Kristjansson nahm zunächst nur auf der Bank Platz. Doch auch ohne ihn legte der SCM einen guten Start hin und zog schnell auf 4:1 davon. Das Polster war nach zwölf Minuten beim 6:6 jedoch aufgebraucht, weil sich DHB-Keeper Wolff im Tor der Polen in Bestform präsentierte. Wenig später ging Kielce erstmals in Führung.

Mitte der ersten Halbzeit kam dann Kristjansson aufs Parkett und war gleich mit seinem ersten Wurf erfolgreich. Doch der polnische Champion war jetzt besser in der Partie und ging mit einem Zwei-Tore-Vorsprung in die Halbzeit. Nach dem Wechsel wuchs der Rückstand sogar auf vier Tore an.
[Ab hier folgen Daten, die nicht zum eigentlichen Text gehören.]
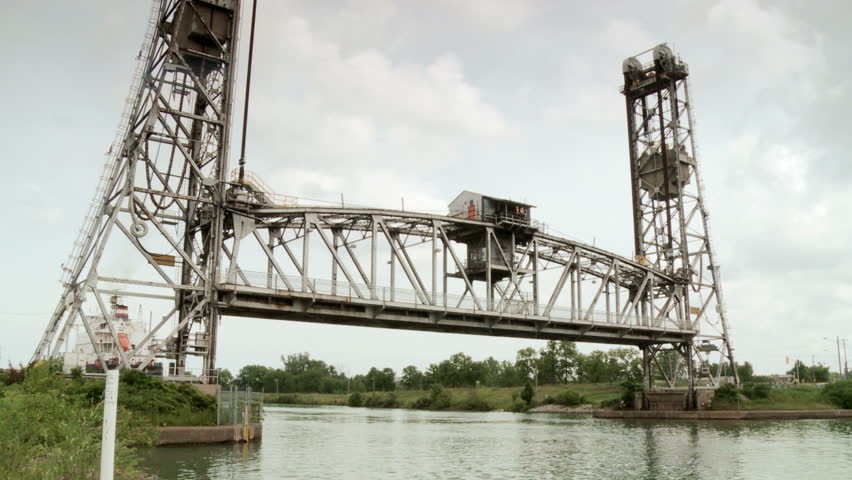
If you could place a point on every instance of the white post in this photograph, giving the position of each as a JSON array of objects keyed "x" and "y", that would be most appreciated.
[{"x": 108, "y": 438}]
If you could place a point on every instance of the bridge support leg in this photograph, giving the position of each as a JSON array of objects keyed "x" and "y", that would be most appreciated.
[
  {"x": 647, "y": 358},
  {"x": 690, "y": 373}
]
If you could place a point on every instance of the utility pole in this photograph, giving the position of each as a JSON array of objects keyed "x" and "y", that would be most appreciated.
[
  {"x": 813, "y": 369},
  {"x": 798, "y": 379}
]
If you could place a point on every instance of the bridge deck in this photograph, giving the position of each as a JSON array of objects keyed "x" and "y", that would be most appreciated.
[{"x": 358, "y": 305}]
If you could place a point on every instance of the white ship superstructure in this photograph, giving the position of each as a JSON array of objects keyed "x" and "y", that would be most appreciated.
[{"x": 128, "y": 334}]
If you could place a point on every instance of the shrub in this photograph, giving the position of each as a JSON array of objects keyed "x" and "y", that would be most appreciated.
[
  {"x": 288, "y": 399},
  {"x": 569, "y": 398},
  {"x": 727, "y": 392},
  {"x": 438, "y": 398},
  {"x": 527, "y": 393},
  {"x": 355, "y": 400},
  {"x": 839, "y": 393},
  {"x": 475, "y": 403},
  {"x": 628, "y": 394},
  {"x": 519, "y": 406},
  {"x": 14, "y": 375}
]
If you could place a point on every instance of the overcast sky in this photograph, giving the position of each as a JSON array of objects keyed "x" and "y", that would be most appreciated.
[{"x": 379, "y": 100}]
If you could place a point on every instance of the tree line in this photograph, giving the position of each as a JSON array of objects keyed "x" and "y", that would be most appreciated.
[{"x": 557, "y": 362}]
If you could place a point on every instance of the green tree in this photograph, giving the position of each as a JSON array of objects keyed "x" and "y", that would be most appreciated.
[
  {"x": 412, "y": 378},
  {"x": 225, "y": 378},
  {"x": 745, "y": 371},
  {"x": 382, "y": 380},
  {"x": 526, "y": 362},
  {"x": 527, "y": 393},
  {"x": 252, "y": 376}
]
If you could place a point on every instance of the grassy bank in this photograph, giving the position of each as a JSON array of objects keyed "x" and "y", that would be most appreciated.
[
  {"x": 50, "y": 426},
  {"x": 787, "y": 397},
  {"x": 476, "y": 399}
]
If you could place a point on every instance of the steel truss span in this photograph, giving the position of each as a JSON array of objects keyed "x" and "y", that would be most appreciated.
[
  {"x": 172, "y": 230},
  {"x": 407, "y": 270}
]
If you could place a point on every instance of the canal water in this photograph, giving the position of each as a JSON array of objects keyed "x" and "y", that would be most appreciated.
[{"x": 342, "y": 443}]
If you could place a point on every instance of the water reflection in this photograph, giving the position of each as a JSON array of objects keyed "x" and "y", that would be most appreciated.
[{"x": 340, "y": 442}]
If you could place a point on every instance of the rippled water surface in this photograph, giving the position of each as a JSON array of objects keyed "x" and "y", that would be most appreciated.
[{"x": 340, "y": 442}]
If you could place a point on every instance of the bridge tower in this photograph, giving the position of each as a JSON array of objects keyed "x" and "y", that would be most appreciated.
[
  {"x": 670, "y": 219},
  {"x": 157, "y": 208}
]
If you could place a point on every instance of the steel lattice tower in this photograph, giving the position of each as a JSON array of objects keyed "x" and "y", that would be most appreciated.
[
  {"x": 164, "y": 182},
  {"x": 671, "y": 231}
]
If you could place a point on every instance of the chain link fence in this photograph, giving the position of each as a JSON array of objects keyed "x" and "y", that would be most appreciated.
[{"x": 237, "y": 407}]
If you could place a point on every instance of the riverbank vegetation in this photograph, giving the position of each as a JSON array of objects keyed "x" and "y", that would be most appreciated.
[
  {"x": 763, "y": 396},
  {"x": 558, "y": 363},
  {"x": 465, "y": 398},
  {"x": 50, "y": 426}
]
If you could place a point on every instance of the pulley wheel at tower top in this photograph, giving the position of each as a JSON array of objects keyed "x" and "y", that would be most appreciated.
[{"x": 653, "y": 175}]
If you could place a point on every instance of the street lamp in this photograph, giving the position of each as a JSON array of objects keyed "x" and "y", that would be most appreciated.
[{"x": 839, "y": 364}]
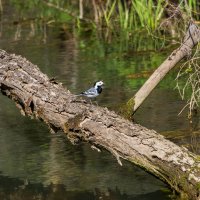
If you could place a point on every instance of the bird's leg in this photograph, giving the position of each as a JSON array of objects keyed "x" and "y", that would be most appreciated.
[{"x": 96, "y": 102}]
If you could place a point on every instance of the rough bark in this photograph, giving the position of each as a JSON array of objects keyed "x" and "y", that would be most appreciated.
[
  {"x": 39, "y": 97},
  {"x": 191, "y": 38}
]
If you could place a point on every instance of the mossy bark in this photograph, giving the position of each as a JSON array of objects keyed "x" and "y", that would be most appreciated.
[{"x": 39, "y": 97}]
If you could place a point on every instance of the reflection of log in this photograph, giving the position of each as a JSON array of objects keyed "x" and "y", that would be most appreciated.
[
  {"x": 192, "y": 37},
  {"x": 38, "y": 96}
]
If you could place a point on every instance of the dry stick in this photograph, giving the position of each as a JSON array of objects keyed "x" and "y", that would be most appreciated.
[
  {"x": 191, "y": 38},
  {"x": 38, "y": 96}
]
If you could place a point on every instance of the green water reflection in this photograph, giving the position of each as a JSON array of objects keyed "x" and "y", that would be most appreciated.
[{"x": 35, "y": 164}]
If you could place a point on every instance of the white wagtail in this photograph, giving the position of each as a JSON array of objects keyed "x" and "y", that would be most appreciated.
[{"x": 93, "y": 91}]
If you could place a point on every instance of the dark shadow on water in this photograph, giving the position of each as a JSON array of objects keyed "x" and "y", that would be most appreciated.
[{"x": 15, "y": 189}]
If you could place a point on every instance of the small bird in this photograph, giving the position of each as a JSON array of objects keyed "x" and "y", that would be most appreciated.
[{"x": 93, "y": 91}]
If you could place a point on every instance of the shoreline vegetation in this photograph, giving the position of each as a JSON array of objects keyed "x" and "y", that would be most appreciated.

Der SCM steckte nie auf, lief dem Rückstand zunächst aber vergeblich hinterher. Das sportliche Geschehen rückte 12:20 Minuten vor dem Ende beim Stand von 20:22 jedoch in den Hintergrund, als die Partie wegen eines medizinischen Notfalls auf der Tribüne für 13 Minuten unterbrochen werden musste.

«Geschichten, die nur der Sport schreibt»

Als es weiterging, schaffte Magdeburg den Gleichstand und vier Minuten vor dem Ende beim 25:24 erstmals wieder eine Führung, die jedoch keinen Bestand hatte. So ging es in die Verlängerung, in der der SCM das bessere Ende für sich hatte. Bester Werfer beim deutschen Vizemeister war Kay Smits mit acht Toren. Kristjansson brachte es immerhin auf sechs Treffer.

«Das sind die Geschichten, die nur der Sport schreibt», sagte Wiegert über das unerwartete Blitz-Comeback von Kristjansson. Der Isländer selbst konnte es kaum fassen. «Ich habe wirklich keine Ahnung, wie das gegangen ist. Die Schulter tut jetzt sehr weh, aber das war es wert», sagte Kristjansson.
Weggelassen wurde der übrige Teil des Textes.